Typical motifs come from nature: flowers, insects and birds. Lines curve and wind, straight lines were scorned by art nouveau designers.
Symbolism is important in the designs. For example a leaf may be just a leaf or perhaps it is part of the female body. Designers used forms from the natural world in ways that suggested they might represent human limbs. They used traditional materials like wood, glass, and pewter.
The style, which literaly means "new art," gets its name
from a design shop, La Maison de l'Art Nouveau, which German entrepreneur
Siegfried Bing opened in Paris in 1895.
The shop was one of the major outlets for the glass of Emile Galle, the art glass of Louis Tiffany, the jewellery of Rene Lalique, and the furniture of Eugene Gaillard and George DeFeure. All signature artists in the art nouveau tradition. These artists were largely reacting against the Victorian aesthetic, a style described by Arlie as often fussy and inhibited.

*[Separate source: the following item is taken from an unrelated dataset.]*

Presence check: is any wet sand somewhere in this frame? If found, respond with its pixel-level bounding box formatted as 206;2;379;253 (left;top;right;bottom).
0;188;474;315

A favourite art nouveau theme was a nymph with flowers in her abundant streaming hair. She appeared on the posters of Alfons Mucha and among the opals and moonstones of René Lalique's jewelry.
Other favourites were peacocks, dragonflies, and moths. In brilliant
enamels and gold filigree, they were worked into combs, brooches,
and other adornments. Morning glories glimmered through the stained
glass of Louis Comfort Tiffany. Irises were inlaid in the marquetry
cabinets of Louis
Majorelle (1859-1926). Cresting waves broke and
seaweed clustered around Art Nouveau vases. A dish might be an unadorned
lotus leaf.
Other botanical forms were arranged in abstract patterns and were symmetrically arrayed around mirror or picture frames or repeated on fabrics and wallpapers or in mural decorations.
Art Nouveau was out of fashion before World War I had begun.
From the 1920s to the 1950s it was considered by critics as a moribund, and even ugly, style.
However, Around 1960, a revival began. In reaction to the unimaginative glass-and-steel rectangular architecture of the 1950s and the british 'Utility Scheme'.
Critics began to turn back to the style of the 1900's. Numerous exhibitions were held, scholarly publications on art nouveau began to appear, and prices for art nouveau objects soared.
Art Nouveau was incorporated into the rebellious psychedelic style of the 1960s and finally achieved its place as a significant style in the history of modern art.
It had been seen as a collection of different styles with little
in common except, perhaps, a taste for excess and flamboyant decoration.
Not only is there no consensus on exactly what art nouveau is, there is even some argument over the period it covered although generally it is thought to cover the 1890s through to around 1910.
Art nouveau was not universally acclaimed, particularly in England. Many critics of the period saw it as decadent and self indulgent.
For example, the sculptor, Sir Alfred Gilbert who created Eros in Piccadilly Circus, once said ;
“L’Art Nouveau, forsooth. Absolute nonsense. It belongs to the young lady’s seminary and the duffer’s paradise."
In
London, the famous Liberty department store had been instrumental
in encouraging and promoting arts and crafts.
Bbut Arthur
Lasenby Liberty, its proprietor, knew many of the art nouveau
designers and, in the 1890s, he promoted art nouveau in both the
London and Paris stores. 
In Italy, art nouveau was known as 'Stile Liberty' because it was linked so closely with Liberty & Co.
Liberty sold work by designers like Lindsay P. Butterfield, who produced textiles and wallpaper.
And Archibald Knox who designed a wide range of pewter, jewellery, carpets and clocks.